Did you try the SNES on a different TV to see if it is the TV or the SNES that is screwing up? It sounds like you did, but it wasn't clear if that's what actually happened.
Back when everything was switching over to color TV from B&W some very smart guy figured out a way for the color information to be broadcast over the old black and while signal. This allowed people with only B&W TVs to keep their sets and still watch the new color programming. There is a chip inside the SNES and either a chip or analog circuit inside the TV which encodes and decodes this signal. Either one could screw up, but it sounds like the SNES is at fault because the TV is in color on other channels, and also because you tried the RF converter with the SNES.
More info:
For backward compatibility with black and white television, NTSC uses a luminance-chrominance encoding system invented in 1938 by Georges Valensi.
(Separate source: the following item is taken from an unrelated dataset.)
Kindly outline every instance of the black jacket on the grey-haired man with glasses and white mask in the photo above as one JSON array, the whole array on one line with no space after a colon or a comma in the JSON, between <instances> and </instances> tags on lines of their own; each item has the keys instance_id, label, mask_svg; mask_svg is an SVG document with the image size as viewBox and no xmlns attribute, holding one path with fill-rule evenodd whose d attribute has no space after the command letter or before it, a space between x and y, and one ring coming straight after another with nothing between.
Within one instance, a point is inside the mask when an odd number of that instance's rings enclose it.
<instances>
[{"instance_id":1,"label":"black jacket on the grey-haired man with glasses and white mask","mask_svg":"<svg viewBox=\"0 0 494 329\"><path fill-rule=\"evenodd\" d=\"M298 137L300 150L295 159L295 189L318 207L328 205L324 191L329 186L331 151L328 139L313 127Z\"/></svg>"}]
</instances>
Luminance (derived mathematically from the composite color signal) takes the place of the original monochrome signal. Chrominance carries color information. This allows black and white receivers to display NTSC signals simply by ignoring the chrominance. In NTSC, chrominance is encoded using two 3.579545 MHz signals that are 90 degrees out of phase, known as I (in-phase) and Q (quadrature) QAM. Mathematically, the combination of two sine waves 90 degrees out of phase with each other, with varying respective amplitudes, can be viewed as a single sine wave with varying phase relative to a reference, and varying amplitude. In essence, the phase represents the instantaneous color hue captured by a TV camera and the amplitude represents the color saturation.
Have you tried cleaning the connection on the back of the SNES that leads to the TV?